Misconception #3: ERTC is Too Complicated to Claim
Claiming ERTC can be a complex process, and many AEC firms believe that it is too complicated to claim. However, as Deltek notes, it is recommended to consult a tax expert when trying to navigate this tax credit. A tax expert can help you identify the qualifying employees, calculate the amount of the credit, and prepare the necessary documentation to claim ERTC.
Misconception #4: ERTC is Not Worth the Effort
Some AEC firms may believe that ERTC is not worth the effort required to claim it. However, as discussed earlier, ERTC can result in significant cash flow for AEC firms. AEC firms can claim tax credits of up to $5,000 per qualified employee for 2020 and $7,000 per employee per quarter in 2021. By claiming ERTC, AEC firms can keep their employees on the payroll and avoid layoffs or furloughs.
By understanding the eligibility criteria and dispelling common misconceptions about ERTC, AEC firms can claim this essential tax credit and receive the maximum benefit.
Wrapping Up
In conclusion, ERTC is an essential tax credit that can help AEC firms retain their employees and stay compliant with tax regulations. AEC firms that qualify for ERTC can claim tax credits of up to $5,000 per qualified employee for 2020 and $7,000 per employee per quarter in 2021.
To qualify for ERTC, AEC firms must meet the eligibility criteria, which include experiencing a reduction in gross receipts or a government suspension. AEC firms can also claim R&D tax credits, employee retention tax credits, and 179D tax deductions to save millions of dollars in tax benefits each year.

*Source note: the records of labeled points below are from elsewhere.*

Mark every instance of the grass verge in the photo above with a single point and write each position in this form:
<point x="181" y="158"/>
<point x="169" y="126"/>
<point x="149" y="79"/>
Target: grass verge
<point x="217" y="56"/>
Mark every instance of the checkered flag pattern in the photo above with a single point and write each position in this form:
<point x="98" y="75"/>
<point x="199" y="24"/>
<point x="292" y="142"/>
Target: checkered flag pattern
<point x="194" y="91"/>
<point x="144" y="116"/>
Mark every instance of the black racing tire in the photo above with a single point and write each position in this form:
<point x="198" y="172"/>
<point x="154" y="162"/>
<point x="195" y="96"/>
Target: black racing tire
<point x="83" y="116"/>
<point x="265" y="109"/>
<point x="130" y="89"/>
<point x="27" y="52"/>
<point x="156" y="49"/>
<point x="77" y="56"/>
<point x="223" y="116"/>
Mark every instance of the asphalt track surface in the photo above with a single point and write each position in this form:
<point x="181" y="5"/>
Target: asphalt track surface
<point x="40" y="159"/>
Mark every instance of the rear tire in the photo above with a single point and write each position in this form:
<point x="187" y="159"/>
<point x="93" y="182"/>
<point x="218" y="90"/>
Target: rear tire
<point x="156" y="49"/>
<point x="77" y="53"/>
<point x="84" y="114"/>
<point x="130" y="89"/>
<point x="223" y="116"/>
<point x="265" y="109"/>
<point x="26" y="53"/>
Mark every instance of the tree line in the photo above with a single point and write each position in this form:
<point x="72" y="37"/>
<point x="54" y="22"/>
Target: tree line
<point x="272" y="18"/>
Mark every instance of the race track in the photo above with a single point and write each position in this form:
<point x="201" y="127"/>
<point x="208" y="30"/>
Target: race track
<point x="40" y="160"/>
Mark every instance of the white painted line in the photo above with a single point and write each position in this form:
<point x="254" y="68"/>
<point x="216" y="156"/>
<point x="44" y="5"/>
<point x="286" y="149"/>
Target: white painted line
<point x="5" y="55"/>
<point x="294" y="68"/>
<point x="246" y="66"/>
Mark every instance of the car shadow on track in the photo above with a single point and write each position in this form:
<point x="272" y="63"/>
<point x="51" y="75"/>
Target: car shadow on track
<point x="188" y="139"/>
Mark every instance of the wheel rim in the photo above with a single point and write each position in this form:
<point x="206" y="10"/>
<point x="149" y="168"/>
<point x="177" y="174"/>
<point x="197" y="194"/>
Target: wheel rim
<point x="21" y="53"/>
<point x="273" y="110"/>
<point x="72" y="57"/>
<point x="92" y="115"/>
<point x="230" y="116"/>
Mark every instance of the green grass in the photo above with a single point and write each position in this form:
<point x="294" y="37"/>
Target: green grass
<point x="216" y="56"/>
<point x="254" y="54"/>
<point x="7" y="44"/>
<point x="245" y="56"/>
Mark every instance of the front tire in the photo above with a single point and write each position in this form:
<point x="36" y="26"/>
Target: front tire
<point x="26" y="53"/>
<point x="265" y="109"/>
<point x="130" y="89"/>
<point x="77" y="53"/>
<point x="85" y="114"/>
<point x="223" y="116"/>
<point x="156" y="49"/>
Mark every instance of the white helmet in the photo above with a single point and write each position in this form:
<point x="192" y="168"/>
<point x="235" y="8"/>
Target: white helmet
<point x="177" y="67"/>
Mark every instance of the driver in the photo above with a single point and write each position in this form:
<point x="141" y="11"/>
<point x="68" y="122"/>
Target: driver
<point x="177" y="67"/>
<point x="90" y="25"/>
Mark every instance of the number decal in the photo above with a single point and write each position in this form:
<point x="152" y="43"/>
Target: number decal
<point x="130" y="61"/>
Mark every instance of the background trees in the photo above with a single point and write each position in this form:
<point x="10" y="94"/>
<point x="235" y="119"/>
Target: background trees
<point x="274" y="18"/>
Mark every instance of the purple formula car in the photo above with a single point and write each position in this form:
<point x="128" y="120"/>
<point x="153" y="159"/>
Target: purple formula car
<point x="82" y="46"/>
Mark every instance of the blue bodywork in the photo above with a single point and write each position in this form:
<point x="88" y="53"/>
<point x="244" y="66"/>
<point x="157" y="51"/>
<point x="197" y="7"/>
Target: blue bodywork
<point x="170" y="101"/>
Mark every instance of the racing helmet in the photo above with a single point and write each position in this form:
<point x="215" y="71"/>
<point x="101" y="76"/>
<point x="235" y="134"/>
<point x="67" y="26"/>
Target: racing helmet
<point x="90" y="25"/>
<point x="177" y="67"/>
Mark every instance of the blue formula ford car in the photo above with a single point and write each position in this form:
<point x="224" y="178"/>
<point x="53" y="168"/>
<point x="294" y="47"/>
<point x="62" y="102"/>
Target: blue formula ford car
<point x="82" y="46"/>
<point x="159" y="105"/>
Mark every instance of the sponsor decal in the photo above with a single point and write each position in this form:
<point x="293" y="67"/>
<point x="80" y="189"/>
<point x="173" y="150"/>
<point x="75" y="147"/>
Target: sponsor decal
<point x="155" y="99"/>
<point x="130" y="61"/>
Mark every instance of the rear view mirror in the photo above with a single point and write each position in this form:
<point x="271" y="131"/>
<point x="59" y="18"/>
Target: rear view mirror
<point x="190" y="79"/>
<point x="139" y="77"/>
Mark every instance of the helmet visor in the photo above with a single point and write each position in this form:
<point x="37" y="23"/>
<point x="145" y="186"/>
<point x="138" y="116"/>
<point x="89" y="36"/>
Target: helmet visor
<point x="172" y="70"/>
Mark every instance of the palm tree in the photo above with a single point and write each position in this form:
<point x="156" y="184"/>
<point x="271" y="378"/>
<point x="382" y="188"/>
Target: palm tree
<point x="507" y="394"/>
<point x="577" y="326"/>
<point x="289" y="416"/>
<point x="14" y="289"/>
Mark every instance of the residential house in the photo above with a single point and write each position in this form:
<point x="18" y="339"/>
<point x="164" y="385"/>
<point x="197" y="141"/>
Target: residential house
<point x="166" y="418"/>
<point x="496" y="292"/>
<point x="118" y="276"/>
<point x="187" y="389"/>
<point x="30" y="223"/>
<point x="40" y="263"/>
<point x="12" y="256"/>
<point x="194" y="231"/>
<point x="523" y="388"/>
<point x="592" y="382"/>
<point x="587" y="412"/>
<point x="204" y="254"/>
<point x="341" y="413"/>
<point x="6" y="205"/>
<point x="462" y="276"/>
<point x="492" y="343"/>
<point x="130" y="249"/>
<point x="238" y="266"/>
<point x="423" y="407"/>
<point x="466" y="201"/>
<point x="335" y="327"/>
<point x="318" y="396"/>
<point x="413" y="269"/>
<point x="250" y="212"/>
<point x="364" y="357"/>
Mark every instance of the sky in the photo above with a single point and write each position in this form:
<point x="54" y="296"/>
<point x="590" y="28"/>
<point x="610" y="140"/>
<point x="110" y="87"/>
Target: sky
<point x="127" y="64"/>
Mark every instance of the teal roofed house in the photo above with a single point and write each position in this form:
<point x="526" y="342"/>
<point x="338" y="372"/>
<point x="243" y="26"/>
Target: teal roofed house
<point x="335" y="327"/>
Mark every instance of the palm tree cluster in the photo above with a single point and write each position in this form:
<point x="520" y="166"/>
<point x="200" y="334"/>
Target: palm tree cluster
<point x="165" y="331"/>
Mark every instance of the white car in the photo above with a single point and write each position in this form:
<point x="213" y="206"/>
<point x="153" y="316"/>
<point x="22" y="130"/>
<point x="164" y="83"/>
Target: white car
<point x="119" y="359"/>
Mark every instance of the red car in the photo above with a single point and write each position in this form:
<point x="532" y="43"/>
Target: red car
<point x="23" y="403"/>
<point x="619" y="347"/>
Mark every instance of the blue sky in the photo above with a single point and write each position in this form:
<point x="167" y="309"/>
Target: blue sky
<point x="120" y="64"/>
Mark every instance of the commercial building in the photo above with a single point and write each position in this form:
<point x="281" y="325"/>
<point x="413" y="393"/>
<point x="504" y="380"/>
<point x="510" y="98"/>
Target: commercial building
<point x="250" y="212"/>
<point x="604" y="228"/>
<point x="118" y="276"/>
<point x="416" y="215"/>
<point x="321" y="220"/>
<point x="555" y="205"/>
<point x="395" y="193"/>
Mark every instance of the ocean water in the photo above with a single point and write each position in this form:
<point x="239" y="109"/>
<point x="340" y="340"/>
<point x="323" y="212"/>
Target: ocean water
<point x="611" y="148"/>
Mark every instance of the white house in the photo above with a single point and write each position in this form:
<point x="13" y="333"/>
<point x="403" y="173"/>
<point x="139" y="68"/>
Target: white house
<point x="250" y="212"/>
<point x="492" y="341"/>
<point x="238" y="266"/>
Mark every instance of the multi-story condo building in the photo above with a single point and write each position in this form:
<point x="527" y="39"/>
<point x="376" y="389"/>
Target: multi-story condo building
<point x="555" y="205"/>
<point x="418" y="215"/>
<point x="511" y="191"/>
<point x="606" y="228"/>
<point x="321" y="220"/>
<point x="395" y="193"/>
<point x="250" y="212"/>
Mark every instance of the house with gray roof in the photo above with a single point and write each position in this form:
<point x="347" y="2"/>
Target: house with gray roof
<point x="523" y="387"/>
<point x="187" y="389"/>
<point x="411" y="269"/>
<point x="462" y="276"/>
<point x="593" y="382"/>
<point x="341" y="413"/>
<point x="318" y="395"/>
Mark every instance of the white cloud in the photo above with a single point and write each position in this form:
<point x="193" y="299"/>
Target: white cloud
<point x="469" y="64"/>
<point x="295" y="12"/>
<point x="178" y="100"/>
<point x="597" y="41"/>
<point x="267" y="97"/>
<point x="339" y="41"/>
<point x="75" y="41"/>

It is important to consult a tax expert to navigate the ERTC and ensure that your AEC firm maximizes its tax savings and stays compliant with tax regulations. A tax expert can help you identify the qualifying employees, calculate the amount of the credit, and prepare the necessary documentation to claim ERTC.
We hope this article has been informative and helpful in providing clarity on ERTC for AEC firms. Check out our other great content on tax savings and compliance for AEC firms.
FAQ
Who is eligible for the employee retention tax credit for engineering firms?
AEC firms that experienced a reduction in gross receipts or a government suspension.
What is the maximum tax credit per employee for AEC firms in 2021?
AEC firms can claim up to $7,000 per employee per quarter in 2021.
How can AEC firms claim the employee retention tax credit?
AEC firms can claim the tax credit on their federal payroll tax returns.
What is the misconception that prevents AEC firms from claiming ERTC?
A common misconception is that ERTC is only available to essential businesses.
How can AEC firms ensure they are compliant with tax regulations when claiming ERTC?
It is important to consult a tax expert to navigate the ERTC and ensure compliance.
What other tax credits can AEC firms claim to save money?
AEC firms can also claim R&D tax credits and 179D tax deductions.